Introduction
Memfault is a full device monitoring solution that can be integrated into any AOSP device. SDKs are available for Android 8-14. Running a different version of Android? Let us know!
What does Memfault do?​
See Features for a complete guide to all of the data that the Android SDK can collect.
- Using the Android SDK (source), data is captured at a configurable interval and automatically uploaded to Memfault. Data can be captured by configuring individual data sources for fine-grained data collection, as well as via bug reports for large snapshots of diagnostic information.
- Kernel panics, tombstones, Java Exceptions, ANRs, WTFs, SELinux policy violations, and other traces are extracted, intelligently grouped together into Issues, and displayed in a searchable dashboard. Alerts can let you know when problems are detected, such as when a metric exceeds a certain threshold. Memfault can also symbolicate native traces and deobfuscate Android traces.
- Interactive, zoomable timeline charts are provided to view system and custom metrics over time, including battery, Wi-Fi, Bluetooth, and activity manager events. These metrics can be viewed per device to understand the state of the device retroactively, and also across the entire fleet to spot key trends.
- Logs from logcat and dmesg are parsed, merged and displayed in a searchable interface alongside issues.
Overview​
Memfault provides the Android SDK, a customizable SDK that can be easily integrated into your Android build.
Once integrated, it can collect detailed diagnostics from the entire operating system to provide diagnostics and telemetry on everything from low-level hardware or kernel issues to high-level application crashes.
The Android SDK's behavior is driven by the Bort application; it schedules and requests the diagnostics information, then processes the results and uploads then to the cloud when the device is online. The Bort application is easily configurable to collect more or less data depending on your use case, and can be updated by pushing a new APK --- no OS update is required.
The Usage Reporter is a companion system application that provides a mechanism for Bort to collect diagnostics information. It can use either the Memfault Caliper system, or bug reports, or both, depending on how the Bort application is configured.
For a detailed integration guide, see the AOSP Integration Guide.
To quickly preview Memfault on your own Android development device, see the Android Quickstart APK.
To symbolicate native and ANR traces, as well as deobfuscate Android traces, Memfault provides a CLI tool that can be integrated into your build system to upload the required symbols and mappings, respectively. See Uploading Symbol Files for more information.
The Bort SDK contains built-in support for collecting many Android system metrics. To track additional or metrics on your platform, see our guide on Collecting Metrics.
How is Memfault different?​
- Many existing Android observability solutions only provide analytics for a single app running on a device. Memfault's Android SDK is part of the AOSP build, which allows it to gather data from all applications on the device, even from apps and services not under your control (provided by AOSP), and with configurable permissions levels depending on your tolerance.
- Many existing Android observability solutions only collect a single app's
logcat logs and a single app's crashes. Memfault provides access to more kinds
of data, across every application on the device, including pre-installed apps
and native services:
- Logcat logs, including kernel, system, and event logs
- Crashes (Exceptions, Tombstones, WTFs, ANRs)
- OS errors (kernel oopses, SELinux violations, unexpected reboots)
- Metrics about the device (per-app and total network usage, per-app and total device battery drain, disk space utilization, and more).

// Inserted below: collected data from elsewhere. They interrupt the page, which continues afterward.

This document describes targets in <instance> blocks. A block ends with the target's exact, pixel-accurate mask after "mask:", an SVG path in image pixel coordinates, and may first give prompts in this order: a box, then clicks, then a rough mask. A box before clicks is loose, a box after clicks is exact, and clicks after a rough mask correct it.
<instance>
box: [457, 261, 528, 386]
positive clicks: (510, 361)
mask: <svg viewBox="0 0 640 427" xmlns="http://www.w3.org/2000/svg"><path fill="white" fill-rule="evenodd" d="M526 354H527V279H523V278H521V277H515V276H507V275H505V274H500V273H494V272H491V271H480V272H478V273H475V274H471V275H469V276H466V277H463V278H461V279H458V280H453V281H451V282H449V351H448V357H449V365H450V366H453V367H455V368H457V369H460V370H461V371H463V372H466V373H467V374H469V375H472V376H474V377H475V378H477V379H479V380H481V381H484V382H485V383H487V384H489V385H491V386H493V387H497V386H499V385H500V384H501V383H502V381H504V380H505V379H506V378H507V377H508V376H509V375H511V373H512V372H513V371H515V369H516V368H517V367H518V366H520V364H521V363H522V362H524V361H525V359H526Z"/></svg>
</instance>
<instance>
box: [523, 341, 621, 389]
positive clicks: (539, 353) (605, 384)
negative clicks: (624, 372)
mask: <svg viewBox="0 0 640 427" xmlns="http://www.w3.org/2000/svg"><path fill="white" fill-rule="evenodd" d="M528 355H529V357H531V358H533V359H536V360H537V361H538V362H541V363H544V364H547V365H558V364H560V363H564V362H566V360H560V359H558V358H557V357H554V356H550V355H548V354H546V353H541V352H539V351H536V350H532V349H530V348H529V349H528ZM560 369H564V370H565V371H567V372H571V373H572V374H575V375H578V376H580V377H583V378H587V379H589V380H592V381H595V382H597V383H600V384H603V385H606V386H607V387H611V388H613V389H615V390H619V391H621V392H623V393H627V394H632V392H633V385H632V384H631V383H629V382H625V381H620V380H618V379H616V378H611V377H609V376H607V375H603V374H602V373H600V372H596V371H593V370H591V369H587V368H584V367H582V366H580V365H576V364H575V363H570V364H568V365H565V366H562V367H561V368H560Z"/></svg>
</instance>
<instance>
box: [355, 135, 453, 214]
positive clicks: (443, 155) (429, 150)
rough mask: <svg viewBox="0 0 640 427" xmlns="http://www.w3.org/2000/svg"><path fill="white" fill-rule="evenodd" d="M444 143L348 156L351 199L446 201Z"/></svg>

- Existing observability solutions are mostly focused on crashes. Memfault
offers metrics in addition to crash monitoring, which allows for comparisons
of data beyond only crashes.
- Memfault can be used to understand fleet performance over time, and over different releases. Metrics can be charted by release, to understand regressions in performance or confirm that a fix has rolled out. This is particularly helpful alongside Memfault's OTA solution.
- Metrics can be used to get a fuller picture of the performance of a single device. All metrics collected on a device can be visualized on a single timeline, alongside any crashes, which helps focus the debugging effort on the specific device that's experiencing issues.
- Memfault has multiple layers of optimizations to reduce the total amount of data uploaded, to be considerate of the device's bandwidth. Data is only uploaded at configurable hourly intervals, with configurable settings to wait for favourable network conditions. Logcat logs are only uploaded if they are potentially relevant to an issue. Instead of collecting an Android bugreport that can be several MB in size, Memfault can collect much of the same data using metrics, with many settings to turn off data that isn't important to your product.